The WSJ reported in this morning's paper that real estate investment trust Maguire Properties (MPG) has notified the holders of $1.06B worth of commercial debt that it faces "imminent default" on it's obligations.
Aside from the fact that Maguire's lenders are taking a bath on this one, this latest piece of news is a clear sign that commercial property is reaching a tipping point of sorts. Obviously, those REIT's whose assumptions were most favorable going into these deals are the ones getting burned right now. Maguire and many others examine a property from the front-end using a pro forma that includes future assumptions about market rents. Usually these assumptions end up as a linear, positive function; that is, rents are assumed to rise steadily and incrementally throughout the first 10 years of the building's life. The result is inevitably a model which indicates steadily higher levels of free cash flow, after paying for the building's management and dropping some maintenance dollars into the escrow of course. Obviously, the closer to the peak of the commercial real estate market a building was financed/modeled, the quicker it will approach the "danger zone". This is a term that I'm completely making up, but it refers to the point at which a commercial building's cash flow is insufficient to service its debt. This ends up being a function of the severity of declines in market rents, the viability/solvency of the individual lessee's, and the level of financing secured for the property relative to its value (LTV).

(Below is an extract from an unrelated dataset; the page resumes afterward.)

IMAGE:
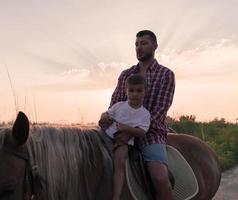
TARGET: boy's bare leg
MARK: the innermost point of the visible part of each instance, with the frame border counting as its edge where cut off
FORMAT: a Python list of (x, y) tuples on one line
[(120, 156), (160, 180)]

Once a property goes cash flow negative, the owner must weigh several factors, most importantly the likelihood of a rebound in the absolute level of rent supported by the local market, and in many cases the reputation of the entity which leveraged itself. I emphasize the use of the word entity in this case because most often an LLC or S-corp is responsible for the property's mortgage. These "shell" corporations can, in theory, default on their obligations without incurring liability for the "mother" company. Anyways, the REIT must make a judgment as to how long it will continue to feed the property before allowing it to fall into default. Maguire has apparently decided that this handful of So.Cal commercial properties will be a significant enough strain on cash flow that "punting" them is the best available option. Similar determinations are currently being made across the country with regards to income producing properties; this is what de-leveraging looks like.